Invitrogen estimated the combined company will have annual revenues of more than $500 million and about $100 million in operating cash flow.
This would catapult Invitrogen to the top of all local biotech firms in terms of revenues.
Renaud said the merger will make Invitrogen the largest player in the molecular biology reagent business.
“If you have a molecular biology laboratory, Invitrogen could be your one-stop shopping,” Renaud said.
Last year, scientists spent more than $1.6 billion on molecular biology products and supplies, such as chemicals, reagents, enzymes and research kits, according to Renaud.
A company official projected the acquisition to raise company’s earnings per share between 20 and 25 percent by 2001.
Renaud is more optimistic, forecasting an earnings per share increase by 30 percent for 2001, or between $1.20 in earnings per share and $1.25 in earnings per share.
Shuster said Invitrogen’s latest acquisition offers “strong opportunities.”
Life Technologies’ presence in the Far East opens the door for Invitrogen’s entry into an untapped market.

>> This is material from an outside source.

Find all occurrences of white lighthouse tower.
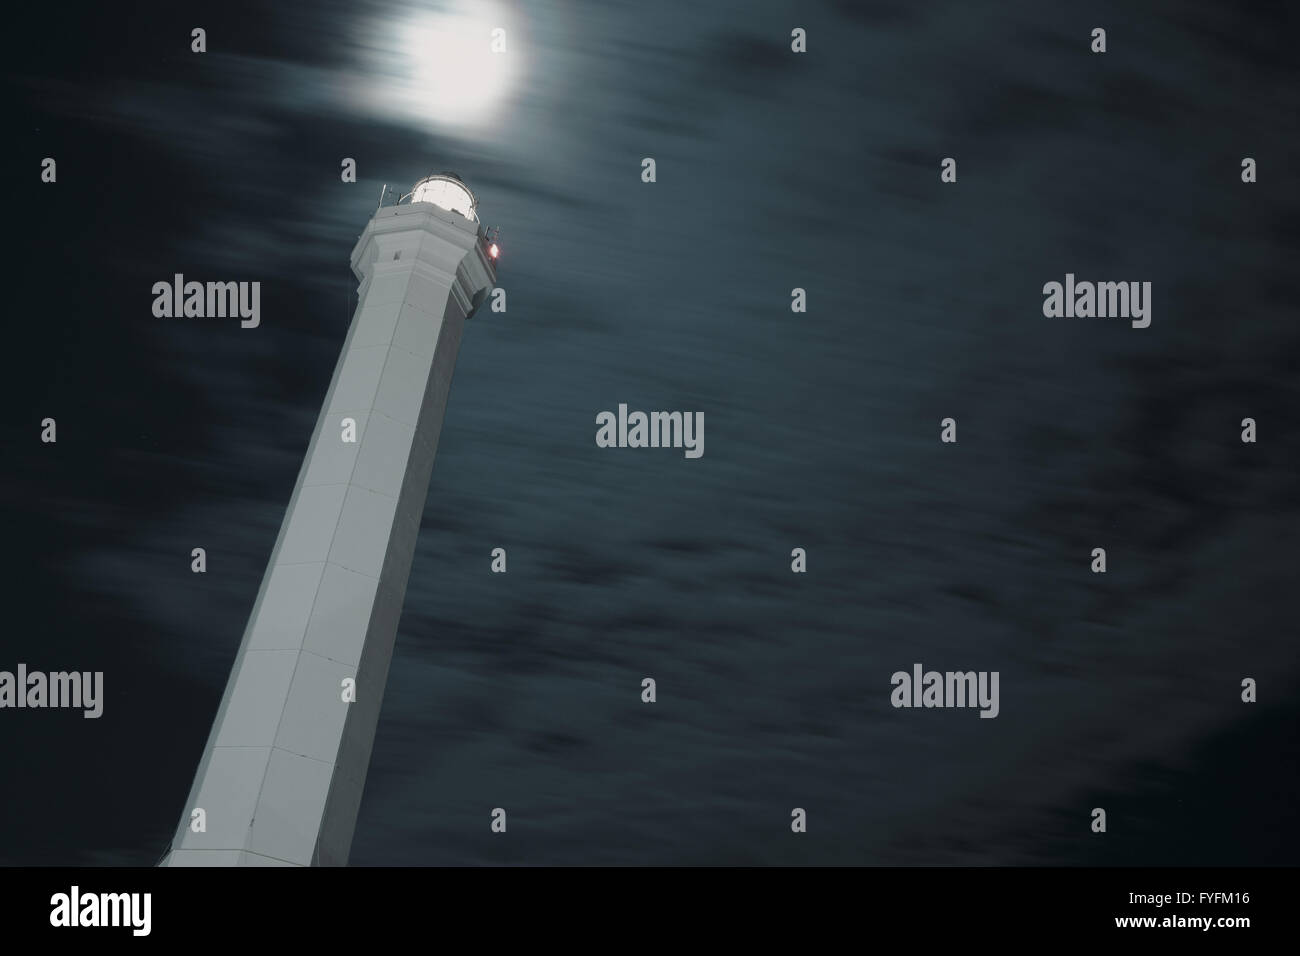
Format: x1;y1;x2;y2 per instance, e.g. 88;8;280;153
161;174;499;866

“Invitrogen has only a couple of distributors in Asia,” Shuster said. “Life Technologies has a major sales force in Japan and a broad network of subsidiaries.”
Renaud said Life Technologies’ 200 field representatives bring company products to 20,000 customers in academic and governmental institutions, as well as pharmaceutical and biotechnology firms.
So far, Invitrogen has a strong presence in Europe with its Netherlands-based subsidiary and distributors in Germany, France and the United Kingdom, Shuster said.
Invitrogen hopes to expand its 40-member worldwide sales force to 50 people by year-end, he said.
Under its ambitious business plan, Invitrogen strives to introduce several new products each month, he added.
In addition, Invitrogen will prop up its Web sites to sell products online and provide services to customers, Shuster said.
The proposed acquisition still needs to be approved by shareholders of Invitrogen, Dexter and Life Technologies.
Invitrogen expects all transactions, regulatory approval and approval by shareholders to be completed by the fall.
For now, Life Technologies will keep its name and remain a separate unit in Rockville, Md., Shuster said. Dexter will be closed and sold and its CEO Grahame Walker, will retire.
The buy boosts Invitrogen’s staff nearly five-fold, from 550 to 2,500 people, Shuster said.